ACÓRDÃO Vistos, relatados e discutidos estes autos em Plenário Virtual realizada de 06/03/2026 a 13/03/2026, acordam os componentes do(a) 2ª Câmara Especializada Cível do Tribunal de Justiça do Estado do Piauí, por unanimidade, conhecer e dar provimento ao recurso, nos termos do voto do(a) Relator(a).
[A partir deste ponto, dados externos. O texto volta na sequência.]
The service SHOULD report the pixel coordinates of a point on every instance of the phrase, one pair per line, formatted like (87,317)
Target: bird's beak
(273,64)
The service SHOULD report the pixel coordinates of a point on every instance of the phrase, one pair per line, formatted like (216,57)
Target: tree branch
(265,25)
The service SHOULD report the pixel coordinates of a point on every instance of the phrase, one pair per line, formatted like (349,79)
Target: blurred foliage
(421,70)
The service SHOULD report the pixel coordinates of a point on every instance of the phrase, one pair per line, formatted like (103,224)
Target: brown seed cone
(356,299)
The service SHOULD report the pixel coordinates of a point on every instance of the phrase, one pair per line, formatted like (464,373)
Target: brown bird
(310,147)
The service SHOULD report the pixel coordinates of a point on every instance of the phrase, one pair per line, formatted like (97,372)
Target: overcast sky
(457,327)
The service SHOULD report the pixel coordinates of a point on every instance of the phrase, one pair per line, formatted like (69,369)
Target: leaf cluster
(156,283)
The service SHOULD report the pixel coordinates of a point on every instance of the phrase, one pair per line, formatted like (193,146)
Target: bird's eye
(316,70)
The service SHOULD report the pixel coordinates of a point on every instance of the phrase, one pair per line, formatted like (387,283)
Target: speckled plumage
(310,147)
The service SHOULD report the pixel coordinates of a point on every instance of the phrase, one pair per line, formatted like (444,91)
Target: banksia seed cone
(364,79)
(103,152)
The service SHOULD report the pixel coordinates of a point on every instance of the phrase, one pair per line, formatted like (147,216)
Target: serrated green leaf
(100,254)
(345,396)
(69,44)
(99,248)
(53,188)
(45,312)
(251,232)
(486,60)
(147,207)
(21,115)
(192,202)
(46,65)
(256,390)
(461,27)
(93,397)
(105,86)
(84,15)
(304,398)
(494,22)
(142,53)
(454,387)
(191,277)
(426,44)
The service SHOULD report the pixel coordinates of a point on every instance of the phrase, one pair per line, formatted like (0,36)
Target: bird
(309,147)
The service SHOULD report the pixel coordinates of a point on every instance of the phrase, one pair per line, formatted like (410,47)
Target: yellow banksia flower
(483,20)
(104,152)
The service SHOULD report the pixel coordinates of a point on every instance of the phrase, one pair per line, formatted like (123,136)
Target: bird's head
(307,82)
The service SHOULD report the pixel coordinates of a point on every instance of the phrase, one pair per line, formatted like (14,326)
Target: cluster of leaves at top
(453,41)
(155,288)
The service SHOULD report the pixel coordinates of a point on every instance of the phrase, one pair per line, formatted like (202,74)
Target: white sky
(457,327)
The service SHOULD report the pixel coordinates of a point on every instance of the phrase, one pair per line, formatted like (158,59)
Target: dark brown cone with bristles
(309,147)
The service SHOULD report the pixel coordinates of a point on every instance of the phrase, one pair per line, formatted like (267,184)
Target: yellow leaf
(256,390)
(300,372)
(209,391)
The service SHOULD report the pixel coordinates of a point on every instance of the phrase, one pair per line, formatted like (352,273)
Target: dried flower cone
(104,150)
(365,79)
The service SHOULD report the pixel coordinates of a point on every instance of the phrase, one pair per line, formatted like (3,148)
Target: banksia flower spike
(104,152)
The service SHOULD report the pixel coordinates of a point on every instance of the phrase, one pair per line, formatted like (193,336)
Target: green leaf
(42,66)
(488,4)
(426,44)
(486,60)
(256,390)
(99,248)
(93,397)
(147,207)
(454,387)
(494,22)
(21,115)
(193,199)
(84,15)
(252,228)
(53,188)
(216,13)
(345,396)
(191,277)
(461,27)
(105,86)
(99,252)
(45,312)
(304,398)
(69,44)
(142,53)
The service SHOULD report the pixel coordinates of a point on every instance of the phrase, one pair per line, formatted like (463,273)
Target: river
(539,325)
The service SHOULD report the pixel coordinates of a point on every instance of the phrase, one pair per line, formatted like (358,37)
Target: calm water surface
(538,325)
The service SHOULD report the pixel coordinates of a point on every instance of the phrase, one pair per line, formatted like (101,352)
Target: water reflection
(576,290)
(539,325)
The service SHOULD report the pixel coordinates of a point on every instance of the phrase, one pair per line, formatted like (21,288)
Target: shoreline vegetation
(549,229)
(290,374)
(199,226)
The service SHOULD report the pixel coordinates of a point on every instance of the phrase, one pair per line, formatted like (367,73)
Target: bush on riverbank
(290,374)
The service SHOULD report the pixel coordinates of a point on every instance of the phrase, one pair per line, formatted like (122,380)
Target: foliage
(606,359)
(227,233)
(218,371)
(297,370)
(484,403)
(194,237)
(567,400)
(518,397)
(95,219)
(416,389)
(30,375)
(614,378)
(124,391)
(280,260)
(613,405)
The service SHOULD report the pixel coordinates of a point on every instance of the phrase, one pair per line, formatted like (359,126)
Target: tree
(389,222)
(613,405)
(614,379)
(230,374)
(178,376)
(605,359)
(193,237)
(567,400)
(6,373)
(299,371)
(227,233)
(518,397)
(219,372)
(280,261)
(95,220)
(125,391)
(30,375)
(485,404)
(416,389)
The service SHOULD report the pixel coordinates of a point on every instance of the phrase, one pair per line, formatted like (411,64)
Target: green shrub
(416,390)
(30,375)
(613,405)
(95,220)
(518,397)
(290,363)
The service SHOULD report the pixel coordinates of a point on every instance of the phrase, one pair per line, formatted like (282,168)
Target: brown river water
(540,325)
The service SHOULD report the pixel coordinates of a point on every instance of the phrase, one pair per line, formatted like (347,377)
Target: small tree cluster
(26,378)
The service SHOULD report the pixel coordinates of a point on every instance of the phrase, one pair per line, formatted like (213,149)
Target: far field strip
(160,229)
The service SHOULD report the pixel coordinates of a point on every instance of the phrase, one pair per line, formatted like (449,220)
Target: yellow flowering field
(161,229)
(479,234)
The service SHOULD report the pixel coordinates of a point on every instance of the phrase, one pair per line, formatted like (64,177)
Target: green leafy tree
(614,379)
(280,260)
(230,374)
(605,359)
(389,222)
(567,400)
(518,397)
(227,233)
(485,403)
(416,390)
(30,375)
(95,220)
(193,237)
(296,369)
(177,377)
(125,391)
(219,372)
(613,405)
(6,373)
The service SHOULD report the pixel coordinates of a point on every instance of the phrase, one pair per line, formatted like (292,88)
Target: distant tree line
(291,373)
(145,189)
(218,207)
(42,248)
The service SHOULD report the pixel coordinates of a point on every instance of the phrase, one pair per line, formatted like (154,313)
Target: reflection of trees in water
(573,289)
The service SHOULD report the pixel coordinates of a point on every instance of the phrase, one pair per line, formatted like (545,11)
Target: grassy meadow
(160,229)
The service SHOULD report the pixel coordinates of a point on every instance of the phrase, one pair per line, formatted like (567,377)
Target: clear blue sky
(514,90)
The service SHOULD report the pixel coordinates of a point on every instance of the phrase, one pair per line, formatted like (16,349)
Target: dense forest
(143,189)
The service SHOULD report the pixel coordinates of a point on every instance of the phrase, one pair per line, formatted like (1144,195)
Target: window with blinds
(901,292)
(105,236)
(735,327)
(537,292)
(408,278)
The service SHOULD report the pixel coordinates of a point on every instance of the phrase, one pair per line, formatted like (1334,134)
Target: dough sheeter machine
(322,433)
Desembargador JOSÉ WILSON FERREIRA DE ARAÚJO JÚNIOR Relator
RELATÓRIO Trata-se de Apelação Cível interposta por FRANCISCO FERREIRA DA SILVA em face da sentença proferida pelo Juízo da Vara Única da Comarca de Amarante/PI, nos autos da Ação Declaratória de Nulidade de Negócio Jurídico c/c Repetição de Indébito e Danos Morais ajuizada em desfavor de BANCO BRADESCO FINANCIAMENTOS S.A. A sentença recorrida (ID 30964697 ) julgou extinto o processo sem resolução do mérito, com fundamento nos arts. 330, III, e 485, VI, do Código de Processo Civil, ao reconhecer a configuração de litigância abusiva, nos termos da Recomendação nº 159/2024 do CNJ. Consta do decisum que o autor ajuizou 15 ações idênticas contra a mesma instituição financeira, com mesma causa de pedir e pedidos padronizados, entendendo o magistrado tratar-se de fracionamento indevido de demandas e abuso do direito de ação. Ainda, o juízo a quo indeferiu o pedido de gratuidade da justiça, com base no art. 99, § 2º, do CPC, e condenou a parte autora ao pagamento das custas processuais e honorários advocatícios fixados em 10% sobre o valor atualizado da causa. Determinou, ademais, expedição de ofícios à OAB/PI, NUGEPNAC, CIJEPI, Ministério Público Estadual, Ministério Público Federal e ao CNJ. Irresignado, o autor interpôs recurso de apelação (ID 30964702), sustentando, em síntese: (i) cerceamento de defesa quanto ao indeferimento da gratuidade da justiça; (ii) inexistência de litigância predatória, sob o argumento de que cada ação versa sobre contrato distinto; e (iii) necessidade de reforma da sentença para que o feito prossiga com análise do mérito. Devidamente intimado, o apelado apresentou contrarrazões (ID 30964706), defendendo a manutenção integral da sentença, reiterando a ocorrência de fracionamento indevido das demandas, ausência de dialeticidade recursal e configuração de abuso do direito de ação. É o que interessa relatar.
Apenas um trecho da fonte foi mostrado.